Странно… цирк на Воробьёвых горах – тоже цирк. Но я сюда иду без страдания. Потому что Мой Клоун здесь никогда не выступал. Этот цирк для меня – другой цирк. Это – цирк Ядвиги Кокиной, живой цирк, одушевлённый присутствием прекрасной синеглазой женщины, её улыбкой…
У цирка нас обещал ждать Гавр, он хотел передать мне свои новые стихи. Но – почему-то не пришёл. (Позвонив ему после спектакля, я узнала, что именно сегодня, 13 ноября, у него родился сын.)
…А Ядвига нам помахала приветливо с высокого мостика…
А потом мы зашли к ней в гримёрную, пообщались, и Каптерев подарил ей свою картину. На картине был цирк. Ядвига сказала, что очень любит живопись, она была искренне благодарна и удивлена таким шикарным подарком. Над её гримёрным столиком уже висело несколько милых акварелей. Ядвига тут же стала искать место и для каптеревской картины…
Шли к метро втроём, мела самая настоящая метель, было похоже на глубокую зиму… Наконец-то белизна прикрыла мрак этой осени, и сразу стало легче на душе. А Ядвига говорила о том, что у неё есть мечта – иметь собственную машину. Для того времени эта мечта была совершенно несбыточной. Машины в то время имели только большие начальники, писатели крупные, знаменитые режиссёры, ну, ещё какие-то богатые люди, которых было не так уж много. В очереди на машину люди стояли годами, и полжизни копили на неё деньги, поэтому за рулём были люди уже немолодые. Женщин за рулём вообще не было. А простая циркачка лелеяла такую дерзкую мечту! Это было равносильно мечте слетать в космос.
– Зачем тебе машина, Ядя? – удивилась я. (Мы с ней были уже на "ты").
– Люблю скорость! Ах, как бы мне хотелось лететь по прямому, как стрела, шоссе!… Чтобы ветер свистел!… Чтобы спидометр зашкаливало!… Больше ничего в жизни так не хочется, как лететь на безумной скорости по прямому шоссе…
Ей хотелось улететь от своей тоски, улететь в те края, где тоски уже нет.

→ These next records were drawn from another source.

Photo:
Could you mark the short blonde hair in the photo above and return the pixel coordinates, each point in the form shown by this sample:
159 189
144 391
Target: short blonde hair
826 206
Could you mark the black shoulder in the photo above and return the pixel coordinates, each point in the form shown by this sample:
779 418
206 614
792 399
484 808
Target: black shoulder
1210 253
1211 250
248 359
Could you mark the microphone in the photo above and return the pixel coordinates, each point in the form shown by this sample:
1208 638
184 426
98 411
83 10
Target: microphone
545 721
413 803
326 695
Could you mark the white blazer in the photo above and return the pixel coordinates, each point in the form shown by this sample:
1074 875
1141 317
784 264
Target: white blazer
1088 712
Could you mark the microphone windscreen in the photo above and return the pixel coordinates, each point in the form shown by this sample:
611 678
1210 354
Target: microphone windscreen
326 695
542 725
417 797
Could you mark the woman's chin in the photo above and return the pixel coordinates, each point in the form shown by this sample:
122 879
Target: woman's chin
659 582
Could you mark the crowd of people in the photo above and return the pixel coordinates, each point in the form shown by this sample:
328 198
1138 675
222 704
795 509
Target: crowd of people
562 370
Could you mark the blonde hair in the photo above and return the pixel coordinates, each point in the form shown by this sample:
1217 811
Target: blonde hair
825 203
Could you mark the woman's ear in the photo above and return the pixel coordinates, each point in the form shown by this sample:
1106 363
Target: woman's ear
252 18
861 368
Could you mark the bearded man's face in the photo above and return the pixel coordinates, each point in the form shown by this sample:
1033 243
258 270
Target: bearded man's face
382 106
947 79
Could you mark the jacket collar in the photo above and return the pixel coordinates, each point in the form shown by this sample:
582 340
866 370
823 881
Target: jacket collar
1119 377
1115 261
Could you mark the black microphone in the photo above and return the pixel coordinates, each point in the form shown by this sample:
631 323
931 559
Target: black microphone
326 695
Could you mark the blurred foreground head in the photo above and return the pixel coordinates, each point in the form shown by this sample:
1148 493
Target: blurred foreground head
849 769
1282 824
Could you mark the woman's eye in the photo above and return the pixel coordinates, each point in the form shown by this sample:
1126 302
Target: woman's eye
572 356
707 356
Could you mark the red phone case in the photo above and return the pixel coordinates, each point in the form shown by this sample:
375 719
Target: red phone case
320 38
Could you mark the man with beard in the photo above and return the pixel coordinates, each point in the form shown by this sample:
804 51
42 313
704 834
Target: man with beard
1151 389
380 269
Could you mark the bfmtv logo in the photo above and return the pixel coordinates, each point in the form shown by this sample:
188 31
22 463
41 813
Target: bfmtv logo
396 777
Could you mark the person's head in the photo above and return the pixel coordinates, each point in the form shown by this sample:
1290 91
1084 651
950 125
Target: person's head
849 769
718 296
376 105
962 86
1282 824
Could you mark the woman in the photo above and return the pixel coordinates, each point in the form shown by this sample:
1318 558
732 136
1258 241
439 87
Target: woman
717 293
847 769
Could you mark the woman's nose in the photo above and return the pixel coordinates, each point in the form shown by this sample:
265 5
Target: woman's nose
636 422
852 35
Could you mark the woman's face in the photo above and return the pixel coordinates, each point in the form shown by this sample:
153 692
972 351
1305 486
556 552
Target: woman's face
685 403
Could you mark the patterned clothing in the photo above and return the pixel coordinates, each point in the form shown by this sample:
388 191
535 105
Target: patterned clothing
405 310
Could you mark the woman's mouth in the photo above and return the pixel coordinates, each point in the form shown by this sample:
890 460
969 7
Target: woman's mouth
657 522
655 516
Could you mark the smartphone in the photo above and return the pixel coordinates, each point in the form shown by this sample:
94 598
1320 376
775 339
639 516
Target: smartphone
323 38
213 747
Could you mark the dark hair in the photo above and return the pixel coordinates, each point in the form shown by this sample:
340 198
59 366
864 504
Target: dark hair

Как я её понимала!…
* * *
Конечно, они дали сыну совсем не то имя, о котором я просила.
Впрочем, мне-то что до этого? Не моё это дело – давать имена чужим сыновьям…
* * *
Я не просто так пришла. Меня позвали. Посмотреть на их сына. Но мне было трудно идти одной, и я взяла с собой Маришку.
Два лёгких детских имени – Анка и Санька… две пары глаз: карих и серых… И этот плюшевый заяц в углу дивана, и эти ползунки над головой, когда мы сидим у него (у них!) на кухне и пьём чай… Вчетвером. И оживлённо общаемся. Мне показывают тетрадку со смешными Анкиными словечками, я читаю, смеюсь…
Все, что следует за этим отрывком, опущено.